Career Outlook: How to Become a CFO
Accounting and finance professionals with high aspirations should consider the role of chief financial officer (CFO). Aiming one’s career path toward becoming a CFO can lead to positions that include heading a finance department, forecasting revenue and creating budgets, or even rescuing a floundering business from possible failure.
The position can be challenging and stressful, but also rewarding. Being a successful CFO involves taking risks, strategizing, analyzing data, managing people, and mastering industry technology. This article will explore how to become a CFO by highlighting some of the education requirements, necessary skills, duties and responsibilities, and potential salary along with the benefits of the profession.
While aspiring CFOs can choose various paths toward a leadership role, many opt to pursue an advanced degree because of the advantages it provides. Most schools require candidates to have a bachelor’s degree in business or accounting prior to applying for a master’s program. Earning a CPA license can further prepare students for a future CFO position.
Master’s students have options regarding majors, but earning a master’s in accountancy (MAcc) provides students with the skills to be successful in any accounting career, be it in the corporate, private, or government sector. A master’s degree allows professionals to advance their strategic planning, analytic, critical thinking, and leadership skills.
Searching for the right master’s program can feel overwhelming. Performing due diligence before choosing is important, as not all programs are created equal. Of all MAcc programs in the U.S., less than 1 percent are from colleges that hold both the business and accounting accreditations from the Association to Advance Collegiate Schools of Business (AACSB). Schools that hold AACSB accreditation exhibit the highest standard of achievement and quality education.
Skills, duties, and responsibilities
CFOs fill important roles in a company and are responsible for many aspects of its organization and performance. They control their organization’s cash flow, maintaining the integrity of funds, securities, and other valuable documents. They also establish policies and procedures for credit, collections, bill payments, and other financial obligations.
The International Federation of Accountants recommends all CFOs to possess and focus on improving the following skills:
- Effective leadership of finance groups
- Stewardship of business relationships
- Professional demeanor
CFOs must also understand and manage all of a company’s liabilities, such as contracts, insurance, leases, and other types of covenants. They handle records retention, real estate transactions, and audits. Another major role for CFOs is ensuring a company complies with regulations, such as generally accepted accounting practices (GAAP) and the IRS tax code.

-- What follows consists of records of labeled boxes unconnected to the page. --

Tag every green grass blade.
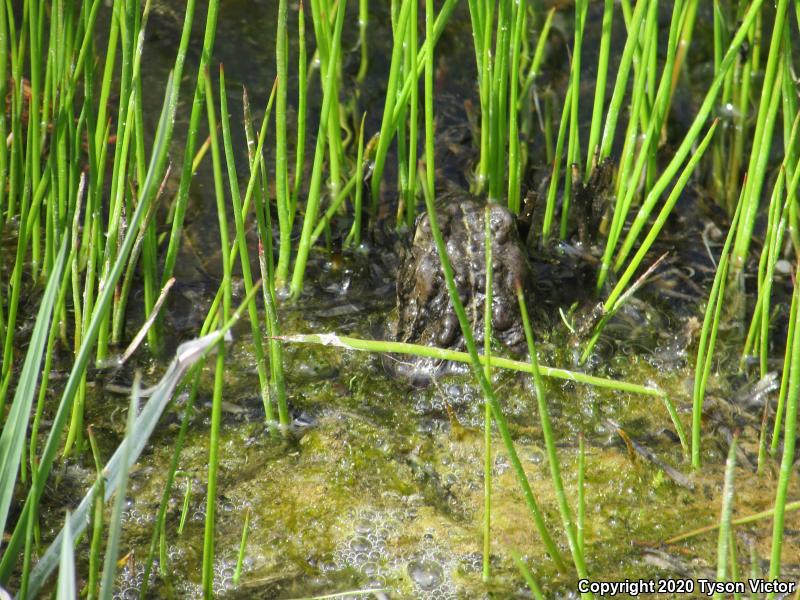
[0,235,69,531]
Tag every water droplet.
[408,560,444,590]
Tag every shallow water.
[10,1,800,599]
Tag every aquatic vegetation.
[0,0,800,598]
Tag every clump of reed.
[0,0,800,598]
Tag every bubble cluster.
[122,500,155,527]
[328,508,468,600]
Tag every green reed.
[290,0,347,298]
[202,73,231,598]
[768,263,800,599]
[517,283,592,598]
[733,0,789,270]
[692,186,744,469]
[0,67,174,582]
[714,436,737,600]
[481,204,494,583]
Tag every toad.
[390,194,532,380]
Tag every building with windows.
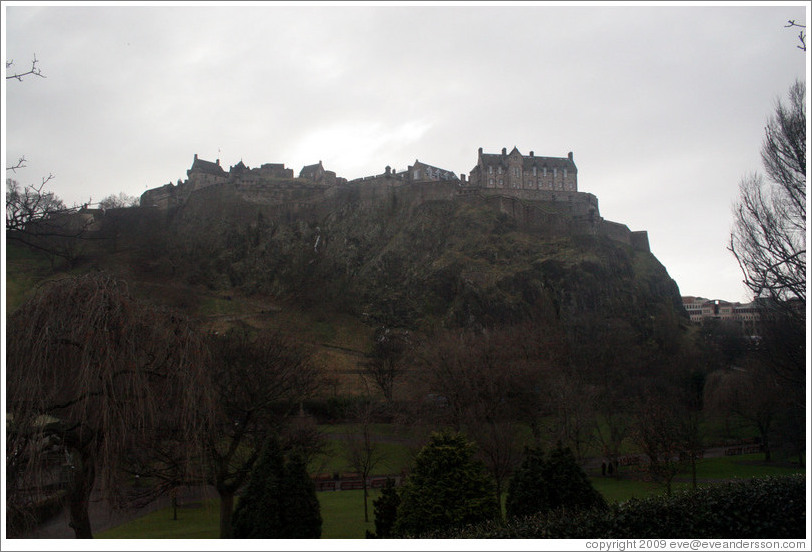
[682,296,760,335]
[469,147,578,192]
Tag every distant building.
[400,159,459,182]
[469,147,578,192]
[186,154,228,190]
[299,161,338,186]
[682,296,760,335]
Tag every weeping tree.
[6,274,212,538]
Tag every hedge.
[420,474,806,539]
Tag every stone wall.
[141,169,649,251]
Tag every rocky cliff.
[167,182,682,332]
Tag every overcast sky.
[3,2,808,301]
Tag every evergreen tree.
[392,432,500,536]
[232,439,321,539]
[367,479,400,539]
[232,439,284,539]
[280,454,322,539]
[505,443,606,517]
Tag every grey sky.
[3,2,808,301]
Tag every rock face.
[162,182,682,328]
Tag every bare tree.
[634,392,688,495]
[705,360,787,462]
[364,328,413,405]
[6,274,211,538]
[6,54,46,82]
[206,329,319,538]
[728,81,806,304]
[99,192,140,209]
[784,19,806,52]
[346,397,384,523]
[6,179,95,263]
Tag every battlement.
[136,147,649,251]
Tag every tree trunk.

An organization’s CFO is responsible for company performance and must create and maintain a business model that provides measurable customer value. CFOs use financial statements and balance sheets to analyze and communicate the company’s expected and actual financial performance. They’re also part of the team that raises capital by establishing and executing programs that assure the company’s long-term health.
Depending on the company’s size, the CFO could be the head of several departments, including accounting, finance, human resources, and even IT. In a larger company, the CFO might only supervise the accounting and finance departments. Either way, the CFO leads and supports the organization’s financial functions, from top to bottom.
Salary and benefits
With all the responsibility CFOs take on, it’s no wonder they’re well compensated. The U.S. Bureau of Labor Statistics reports that in 2017 the median salary for CFOs (also called financial managers) was $125,080. The job outlook is also bright for CFOs, with the role expected to grow by 19 percent between 2016 and 2026. This growth rate is much faster than average, according to the BLS.
CFOs are also often offered stock options as a benefit and alternative form of compensation. This means that, depending on how many shares they own, their income is based on the company’s profits. This benefit assures the company that the CFO will try to make the company as profitable as possible while also allowing the CFO to benefit from his or her performance. CFOs are typically offered options of between 1 and 3 percent of the total company shares, according to Business Insider.
A chief financial officer has an important role to play in an organization. Becoming a CFO is a challenge, but the rewards, both personal and financial, are often worth the hard work and education.